Crise aumenta procura por bombas, “tasers” e outros artefatos para repressão a protestos. Brasil é um dos grandes fornecedores internacionais
Por Tomaz Amorim Izabel*, no blog do Negro Belchior.
“Veio uma viatura com dois policiais. Nós fomos até a sala e chamamos o aluno para sair, tentando não chamar a atenção dos colegas. Mas ele não se retirou. Então o policial entrou e chamou o rapaz também. Aí ele estourou, ficou agressivo e assustado. Negou-se a sair, chutou carteiras e ficou bem violento. Os colegas ficaram muito assustados. Foi aí que o policial usou a arma teaser para tentar controlar o garoto. (…) Muitos colegas saíram da sala, quiseram ir embora, estavam chorando. Liberamos estes adolescentes. Outros foram contra a polícia e se revoltaram. Duas meninas foram levadas por desacato”. Este relato foi feito no dia 19 de agosto por um diretor de colégio público, em Florianópolis, ao presenciar um aluno do 1ª série do Ensino Médio ser atingido por choque de arma elétrica acionada por um Policial Militar dentro da sala de aula. A história surpreende por uma série de fatores: a violência dentro da escola, a reação traumática dos funcionários e alunos após a ação e o tipo da tecnologia utilizada. As armas elétricas saltam dos filmes americanos para a realidade das polícias em diversos estados no Brasil. Elas também serão amplamente utilizadas na segurança dos megaeventos futuros no Brasil, como a Copa do Mundo e as Olimpíadas.
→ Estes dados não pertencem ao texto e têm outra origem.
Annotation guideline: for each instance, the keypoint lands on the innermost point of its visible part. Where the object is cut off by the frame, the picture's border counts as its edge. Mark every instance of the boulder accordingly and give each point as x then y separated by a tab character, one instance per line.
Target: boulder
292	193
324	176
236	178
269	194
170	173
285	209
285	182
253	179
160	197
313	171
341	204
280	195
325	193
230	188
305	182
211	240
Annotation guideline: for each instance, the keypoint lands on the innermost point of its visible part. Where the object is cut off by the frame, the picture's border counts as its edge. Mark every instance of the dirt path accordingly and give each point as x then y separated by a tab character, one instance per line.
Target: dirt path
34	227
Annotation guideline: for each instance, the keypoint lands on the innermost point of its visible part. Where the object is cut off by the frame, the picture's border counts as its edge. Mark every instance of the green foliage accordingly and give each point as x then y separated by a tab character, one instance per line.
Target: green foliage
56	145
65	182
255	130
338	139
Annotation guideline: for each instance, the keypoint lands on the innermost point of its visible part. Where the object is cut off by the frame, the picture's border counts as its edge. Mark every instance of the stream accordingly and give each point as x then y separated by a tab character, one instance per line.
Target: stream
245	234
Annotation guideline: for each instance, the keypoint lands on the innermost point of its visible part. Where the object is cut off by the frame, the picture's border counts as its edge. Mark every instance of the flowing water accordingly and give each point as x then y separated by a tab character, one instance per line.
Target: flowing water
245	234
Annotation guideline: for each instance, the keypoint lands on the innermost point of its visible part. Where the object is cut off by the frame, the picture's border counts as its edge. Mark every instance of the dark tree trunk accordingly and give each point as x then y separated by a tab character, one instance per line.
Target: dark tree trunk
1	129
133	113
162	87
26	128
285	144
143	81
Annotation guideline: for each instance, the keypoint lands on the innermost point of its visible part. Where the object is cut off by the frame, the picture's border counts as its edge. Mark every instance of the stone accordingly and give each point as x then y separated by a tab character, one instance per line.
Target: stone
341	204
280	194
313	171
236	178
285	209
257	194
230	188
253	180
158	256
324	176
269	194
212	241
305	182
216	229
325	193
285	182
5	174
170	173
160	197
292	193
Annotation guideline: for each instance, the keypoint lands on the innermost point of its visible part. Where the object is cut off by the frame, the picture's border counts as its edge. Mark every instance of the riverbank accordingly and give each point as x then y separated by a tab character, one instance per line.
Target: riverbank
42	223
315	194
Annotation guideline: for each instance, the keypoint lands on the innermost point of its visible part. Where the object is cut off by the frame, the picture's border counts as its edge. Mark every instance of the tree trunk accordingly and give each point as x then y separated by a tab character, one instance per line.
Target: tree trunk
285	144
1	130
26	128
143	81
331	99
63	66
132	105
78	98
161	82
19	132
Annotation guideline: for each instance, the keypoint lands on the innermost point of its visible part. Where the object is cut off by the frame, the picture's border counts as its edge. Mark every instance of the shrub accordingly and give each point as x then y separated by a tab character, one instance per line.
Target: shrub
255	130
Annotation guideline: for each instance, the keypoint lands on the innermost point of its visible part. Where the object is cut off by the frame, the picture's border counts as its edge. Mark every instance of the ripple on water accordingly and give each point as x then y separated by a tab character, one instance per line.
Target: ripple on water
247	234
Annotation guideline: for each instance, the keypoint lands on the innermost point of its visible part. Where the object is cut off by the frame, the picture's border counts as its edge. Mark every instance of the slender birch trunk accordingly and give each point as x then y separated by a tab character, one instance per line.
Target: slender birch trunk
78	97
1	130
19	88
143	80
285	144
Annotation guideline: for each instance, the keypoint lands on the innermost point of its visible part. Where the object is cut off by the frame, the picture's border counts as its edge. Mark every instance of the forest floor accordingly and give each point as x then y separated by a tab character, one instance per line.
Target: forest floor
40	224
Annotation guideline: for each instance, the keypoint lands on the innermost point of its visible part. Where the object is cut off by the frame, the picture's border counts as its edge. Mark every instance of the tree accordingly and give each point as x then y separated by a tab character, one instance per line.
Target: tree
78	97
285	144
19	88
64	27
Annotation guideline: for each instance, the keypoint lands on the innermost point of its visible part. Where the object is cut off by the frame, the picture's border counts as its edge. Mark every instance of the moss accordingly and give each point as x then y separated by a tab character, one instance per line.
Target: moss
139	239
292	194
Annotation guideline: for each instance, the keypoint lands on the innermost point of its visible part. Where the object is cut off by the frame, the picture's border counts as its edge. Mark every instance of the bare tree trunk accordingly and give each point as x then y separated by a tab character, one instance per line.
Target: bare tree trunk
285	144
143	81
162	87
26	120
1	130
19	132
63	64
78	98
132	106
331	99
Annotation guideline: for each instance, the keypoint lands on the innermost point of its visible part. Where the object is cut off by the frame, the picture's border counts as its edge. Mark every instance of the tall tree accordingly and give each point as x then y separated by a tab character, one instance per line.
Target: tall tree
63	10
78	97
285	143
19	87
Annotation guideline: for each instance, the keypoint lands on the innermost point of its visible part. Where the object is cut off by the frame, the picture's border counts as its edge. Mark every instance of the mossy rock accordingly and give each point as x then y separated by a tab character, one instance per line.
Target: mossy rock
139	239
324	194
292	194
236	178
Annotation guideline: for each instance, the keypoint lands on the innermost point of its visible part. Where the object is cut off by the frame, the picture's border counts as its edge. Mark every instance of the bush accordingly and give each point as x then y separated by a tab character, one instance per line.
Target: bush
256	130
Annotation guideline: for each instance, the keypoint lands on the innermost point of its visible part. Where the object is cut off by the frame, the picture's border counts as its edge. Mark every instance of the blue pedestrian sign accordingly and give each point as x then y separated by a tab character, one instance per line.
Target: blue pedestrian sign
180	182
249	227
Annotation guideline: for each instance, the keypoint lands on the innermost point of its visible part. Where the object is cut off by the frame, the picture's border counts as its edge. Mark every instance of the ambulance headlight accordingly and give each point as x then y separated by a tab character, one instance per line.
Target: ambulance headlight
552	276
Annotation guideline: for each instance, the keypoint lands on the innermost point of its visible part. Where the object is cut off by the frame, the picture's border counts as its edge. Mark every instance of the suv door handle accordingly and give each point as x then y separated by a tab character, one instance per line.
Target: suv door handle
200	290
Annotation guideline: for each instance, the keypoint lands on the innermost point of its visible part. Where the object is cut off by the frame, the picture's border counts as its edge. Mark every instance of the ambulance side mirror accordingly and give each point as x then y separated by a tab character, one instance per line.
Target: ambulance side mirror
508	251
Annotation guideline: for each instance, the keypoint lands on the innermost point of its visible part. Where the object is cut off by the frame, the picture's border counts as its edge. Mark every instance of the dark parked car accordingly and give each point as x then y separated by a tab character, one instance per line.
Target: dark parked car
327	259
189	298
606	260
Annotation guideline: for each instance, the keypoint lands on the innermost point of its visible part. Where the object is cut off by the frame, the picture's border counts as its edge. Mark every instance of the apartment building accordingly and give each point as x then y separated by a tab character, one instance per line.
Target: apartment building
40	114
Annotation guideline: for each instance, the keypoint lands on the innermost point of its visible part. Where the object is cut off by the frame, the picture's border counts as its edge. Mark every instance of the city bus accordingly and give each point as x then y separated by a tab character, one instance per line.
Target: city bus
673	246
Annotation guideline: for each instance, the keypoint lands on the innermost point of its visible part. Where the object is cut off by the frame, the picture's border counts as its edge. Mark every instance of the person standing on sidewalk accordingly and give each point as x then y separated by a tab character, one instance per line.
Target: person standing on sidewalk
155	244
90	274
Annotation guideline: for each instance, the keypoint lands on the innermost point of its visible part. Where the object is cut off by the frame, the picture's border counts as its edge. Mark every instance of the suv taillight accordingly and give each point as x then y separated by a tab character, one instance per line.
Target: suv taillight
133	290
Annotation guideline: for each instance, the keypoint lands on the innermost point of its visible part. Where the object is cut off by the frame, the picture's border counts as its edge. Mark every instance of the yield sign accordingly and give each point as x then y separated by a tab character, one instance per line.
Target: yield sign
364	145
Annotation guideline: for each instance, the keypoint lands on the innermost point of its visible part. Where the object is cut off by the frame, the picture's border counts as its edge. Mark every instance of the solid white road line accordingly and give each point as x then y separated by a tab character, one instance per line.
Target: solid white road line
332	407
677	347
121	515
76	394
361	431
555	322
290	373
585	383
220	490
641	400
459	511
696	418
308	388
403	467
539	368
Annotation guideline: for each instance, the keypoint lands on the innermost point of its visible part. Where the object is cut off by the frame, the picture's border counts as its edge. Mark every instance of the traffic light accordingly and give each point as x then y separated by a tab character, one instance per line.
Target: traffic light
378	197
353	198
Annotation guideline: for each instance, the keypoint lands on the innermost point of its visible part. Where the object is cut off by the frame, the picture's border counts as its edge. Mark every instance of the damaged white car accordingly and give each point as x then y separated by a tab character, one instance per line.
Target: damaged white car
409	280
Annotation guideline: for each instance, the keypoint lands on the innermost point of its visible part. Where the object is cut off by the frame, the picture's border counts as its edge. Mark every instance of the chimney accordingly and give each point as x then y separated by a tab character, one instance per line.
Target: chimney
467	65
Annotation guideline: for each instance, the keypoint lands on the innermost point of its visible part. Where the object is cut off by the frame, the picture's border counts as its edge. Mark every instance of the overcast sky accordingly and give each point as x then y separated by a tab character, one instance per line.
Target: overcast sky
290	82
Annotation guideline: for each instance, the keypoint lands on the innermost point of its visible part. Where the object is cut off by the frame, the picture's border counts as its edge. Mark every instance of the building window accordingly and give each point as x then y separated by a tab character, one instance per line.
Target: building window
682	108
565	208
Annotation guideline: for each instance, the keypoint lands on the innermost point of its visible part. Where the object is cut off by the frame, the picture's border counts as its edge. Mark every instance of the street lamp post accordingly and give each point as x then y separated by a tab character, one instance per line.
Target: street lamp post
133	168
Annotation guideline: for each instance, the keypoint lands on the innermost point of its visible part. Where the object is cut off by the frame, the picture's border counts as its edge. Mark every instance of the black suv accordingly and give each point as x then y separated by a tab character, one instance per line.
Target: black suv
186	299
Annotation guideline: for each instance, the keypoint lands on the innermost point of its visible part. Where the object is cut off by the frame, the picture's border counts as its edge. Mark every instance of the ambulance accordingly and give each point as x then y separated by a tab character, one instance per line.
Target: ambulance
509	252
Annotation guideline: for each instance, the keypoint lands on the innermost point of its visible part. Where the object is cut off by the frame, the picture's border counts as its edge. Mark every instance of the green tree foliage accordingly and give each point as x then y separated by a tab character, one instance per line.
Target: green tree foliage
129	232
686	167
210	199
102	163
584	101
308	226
Junto com as armas “teser”, o mundo vê um crescimento na produção e comercialização das chamadas armas não letais. O Brasil tem papel fundamental neste crescimento, já que não é apenas grande consumidor, mas um dos seus principais produtores. Com a crise econômica mundial muitas indústrias retrocederam. Não foi o caso da indústria destas armas. Os cortes públicos que devastaram as áreas sociais em diversos países, não chegaram à área de segurança e “contenção de protestos”. Pelo contrário, com o aumento da insatisfação popular e das manifestações, cresceu a indústria da repressão “não letal”. A população acaba pagando com o dinheiro dos impostos pela própria repressão policial que irá sofrer. Na Espanha, por exemplo, o orçamento de equipamentos “antidistúrbio” subiu de 173 mil euros, em 2012, para mais de 3 milhões, em 2013. No Oriente Médio, de acordo com reportagem da BBC, desde 2010 “o mercado de segurança interna teve um aumento de 18% em seu valor, chegando próximo aos 6 bilhões de euros (R$ 17,4 bilhões) em 2012”.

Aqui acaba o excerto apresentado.